Research Article - (2026) Volume 4, Issue 1

View PDF Download PDF

Black-Litterman Portfolio Optimization using Machine-Learning, Deep Learning and Reinforcement Learning Algorithms

Shigolakov Ivan Vasilevich ¹ ^* and Joe Wayne Byers ²

¹World Quant University, USA
²Oklahoma State University, USA

^*Corresponding Author: Shigolakov Ivan Vasilevich, World Quant University, USA

Received Date: Sep 02, 2025 / Accepted Date: Jan 20, 2026 / Published Date: Feb 17, 2026

Copyright: ©2026 Shigolakov Ivan Vasilevich, et al. This is an open-access article distributed under the terms of the Creative Commons Attribution License, which permits unrestricted use, distribution, and reproduction in any medium, provided the original author and source are credited.

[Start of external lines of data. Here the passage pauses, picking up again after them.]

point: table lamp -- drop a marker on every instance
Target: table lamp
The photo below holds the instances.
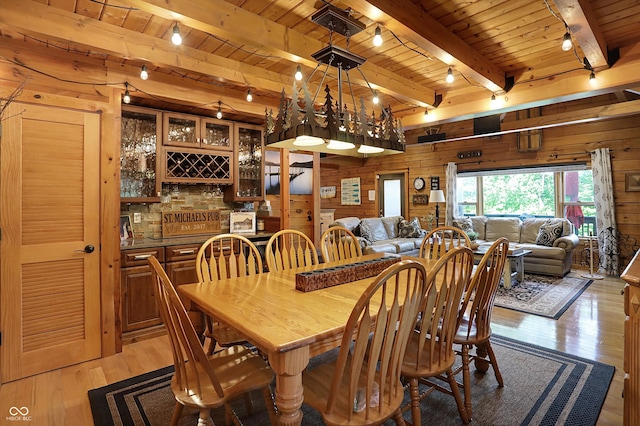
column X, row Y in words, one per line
column 437, row 196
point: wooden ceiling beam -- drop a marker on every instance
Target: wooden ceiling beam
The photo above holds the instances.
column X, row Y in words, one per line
column 231, row 22
column 579, row 16
column 410, row 21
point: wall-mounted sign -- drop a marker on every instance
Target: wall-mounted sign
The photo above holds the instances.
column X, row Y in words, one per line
column 190, row 222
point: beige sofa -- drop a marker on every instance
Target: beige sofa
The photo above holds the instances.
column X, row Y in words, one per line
column 554, row 259
column 384, row 234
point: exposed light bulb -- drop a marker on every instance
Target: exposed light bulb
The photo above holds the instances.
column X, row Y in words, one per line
column 377, row 39
column 494, row 102
column 176, row 38
column 367, row 149
column 450, row 77
column 566, row 42
column 126, row 98
column 143, row 72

Citation: Shigolakov, I.V., Byers, J. W. (2026). Black-Litterman Portfolio Optimization using Machine-Learning, Deep Learning and Reinforcement Learning Algorithms. J Invest Bank Finance, 4(1), 01-11.

Abstract

A portfolio optimization plays a critical role in the financial world. Today the portfolio managers, financial and investment analysts, quantitative researchers from different financial institutions and companies try to find new or better approaches to optimize the investment portfolio in comparison with classical techniques. Nobel prized Harry Markowitz in 1952 introduced his world famous model which is still used by financial scientists in researches as a benchmark or as a background to develop new approaches. The model has some limitations in terms of data normality assumption, historical mean- variance approach instead of potential risks evaluation and others. As a result, some assumptions become irrelevant in real market conditions. Black-Litterman model developed by Fischer Black and Robert Litterman in 1992 attempts to handle some limitations of Markowitz model. This research project will use the Black-Litterman model as a background for further investigation. The view matrix construction will use the Machine Learning and Deep Learning models predictions. MLDL-based Black-Litterman model is expected to demonstrate higher cumulative returns and Sharpe ratios in comparison with classical Markowitz and BL models.

Keywords

Portfolio Optimization, Markowitz Model, Black-Litterman Model, Machine Learning, Deep Learning, Reinforcement Learning

Introduction

Probably one of the most important event for investment or finance related participants is the introduction by Harry Markowitz in 1952 his new theory of optimal portfolio optimization known as Modern Portfolio Theory (MPT). The proposed model has several limitations and drawbacks, which often leads to unpredictable results when applied in practice. The data normality of distribution usually makes the model irrelevant for real application but useful for theoretical researches. Input parameters sensitivity is another issue because the real market conditions change every time and a small adjustment in one variable of the model leads to large changes in asset weights. Another problem that practitioners face with is the calculation of expected returns and variance is based on historical datasets. Almost certainly, there will be errors in real returns and actual variances of investment assets and as a result pure portfolio performance.

Fisher Black and Robert Litterman, in 1992, introduced a new approach to optimal portfolio allocation, which to a certain extent attempts to handle Markowitz model’s limitations. The new proposed approach uses the combination of subjective views of investors (or investor) concerning the expected returns of the assets and market equilibrium vector of expected returns to a new estimation of returns. There are many research papers dedicated to different approaches of predicting the expected returns in order to construct the BL view matrix. S.L Beach et al, used egarch model to build views in BL model. A. Duqi et al, implemented another technique based on volatility forecast. All these approaches have one common characteristic – they use the forecasting models belonging to a certain class to construct the view matrix [1,2]. This property can potentially lead to frustrating results especially when the model deals with constantly changing or dynamic regime changing environment. Not all models can adapt to changing regimes.

This project research attempts to show whether the implementation of Reinforcement Learning Agent in couple with Machine Learning and Deep Learning forecasting approaches can increase the performance of the portfolio in comparison with classical MV and BL methods by construction the optimal strategy of building the Black-Litterman view matrix.

Literature Review

It has become an indisputable fact that Machine Learning methods significantly improves the portfolio performance in comparison with classical approaches. The researchers implies different ML techniques to forecast the assets different characteristics [3]. Used in their paper two Random Forest models to predict assets monthly excess returns and volatility. This approach gave a good improvement in terms of investor utility and Sharpe ratios. Random Forest model is one of the best methods for classification tasks but can also be applied in regression analysis. For such models, the overfitting is the main problem and the Random Forest based models should be continuously tested and adjusted to dynamic market changes.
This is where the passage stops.